Have you ever wondered if your perception that the Object Constraint Language (OCL), and more specifically, the research around it, is quietly fading away is actually backed by the data? Well we did, and decided to run a metascience study of the OCL research landscape to see whether our feelings were right. In what follows, we give you a summary of our findings. You can also read the full paper. The work will be presented at the OCL 2025 Workshop, so I’m sure we’ll be able to enrich this post with additional insights from discussions happening during the workshop.

Numbers Don’t Lie: OCL’s Steep Decline

We analyzed 2,376 OCL-related publications spanning from 1998 to 2024, and the trends are unmistakable. After peaking around 2006, OCL research has been in steady decline across virtually every metric that matters:

  • Publication Volume: The total number of OCL publications has dropped significantly, with conference and workshop papers nearly disappearing. Today’s OCL research revovles primarily on a handful of journal articles and an even fewer remaining number of conference proceedings.
  • Community Size: With more researchers leaving the OCL field than entering it each year, the community is shrinking. And new ones do not stay long enough to become recurrent authors. Indeed, only 54 recurrent authors remain active in the field.
  • Research Impact: Perhaps most important, the citation impact of OCL papers has declined sharply since 2007. The most cited OCL research were published between 1998 and 2007. Since then, newer publications struggle to achieve comparable recognition.

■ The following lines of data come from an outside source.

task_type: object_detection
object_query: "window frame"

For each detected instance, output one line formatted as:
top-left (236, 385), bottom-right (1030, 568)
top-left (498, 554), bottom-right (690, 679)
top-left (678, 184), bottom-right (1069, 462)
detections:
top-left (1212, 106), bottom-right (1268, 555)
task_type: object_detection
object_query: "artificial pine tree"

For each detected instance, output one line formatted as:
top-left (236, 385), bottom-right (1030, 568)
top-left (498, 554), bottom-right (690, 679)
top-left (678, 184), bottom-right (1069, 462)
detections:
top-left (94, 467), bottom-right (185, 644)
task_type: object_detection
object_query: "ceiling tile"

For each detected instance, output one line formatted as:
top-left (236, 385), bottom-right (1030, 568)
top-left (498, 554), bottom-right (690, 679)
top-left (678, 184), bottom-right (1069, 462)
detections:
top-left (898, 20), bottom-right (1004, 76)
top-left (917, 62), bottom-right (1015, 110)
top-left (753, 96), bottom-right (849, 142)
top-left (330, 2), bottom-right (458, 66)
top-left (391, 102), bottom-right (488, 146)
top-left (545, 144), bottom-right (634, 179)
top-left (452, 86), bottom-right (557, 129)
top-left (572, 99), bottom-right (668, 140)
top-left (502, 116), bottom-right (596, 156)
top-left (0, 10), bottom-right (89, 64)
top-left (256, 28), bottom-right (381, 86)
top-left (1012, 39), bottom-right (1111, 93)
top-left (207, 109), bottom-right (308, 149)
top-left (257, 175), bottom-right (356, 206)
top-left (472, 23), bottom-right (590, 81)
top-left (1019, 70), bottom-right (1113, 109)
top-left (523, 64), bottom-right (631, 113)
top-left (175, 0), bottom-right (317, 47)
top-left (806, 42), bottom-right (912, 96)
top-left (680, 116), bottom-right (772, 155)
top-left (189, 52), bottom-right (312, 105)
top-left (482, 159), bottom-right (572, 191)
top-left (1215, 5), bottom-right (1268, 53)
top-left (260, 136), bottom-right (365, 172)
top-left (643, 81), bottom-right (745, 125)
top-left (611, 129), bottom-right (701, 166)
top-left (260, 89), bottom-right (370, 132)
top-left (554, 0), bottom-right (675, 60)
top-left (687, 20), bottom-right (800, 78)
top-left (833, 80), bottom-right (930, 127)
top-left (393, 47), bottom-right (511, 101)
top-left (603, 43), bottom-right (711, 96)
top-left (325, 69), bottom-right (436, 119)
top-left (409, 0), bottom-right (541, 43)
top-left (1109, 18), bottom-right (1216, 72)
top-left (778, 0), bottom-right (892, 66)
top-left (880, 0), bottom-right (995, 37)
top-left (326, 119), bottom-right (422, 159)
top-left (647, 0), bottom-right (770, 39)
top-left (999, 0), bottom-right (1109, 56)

Context Matters: OCL’s Decline in the Broader Software Engineering Landscape

OCL’s struggles don’t exist in isolation. The broader modeling community experienced similar challenges until recently finding new life through the low-code movement. This parallel trajectory raises important questions about whether OCL might benefit from similar revitalization efforts once the low-code platforms understand the needs to express business rules to generate precise software systems, something that we did add to BESSER.

Our study also highlights a persistent challenge: the lack of robust tooling. With B-OCL being one of the few recent OCL-focused projects, the community faces a classic chicken-and-egg problem—without good tools, adoption lags; without adoption, tool development stagnates.

The Community That Refuses to Die and a Path Forward.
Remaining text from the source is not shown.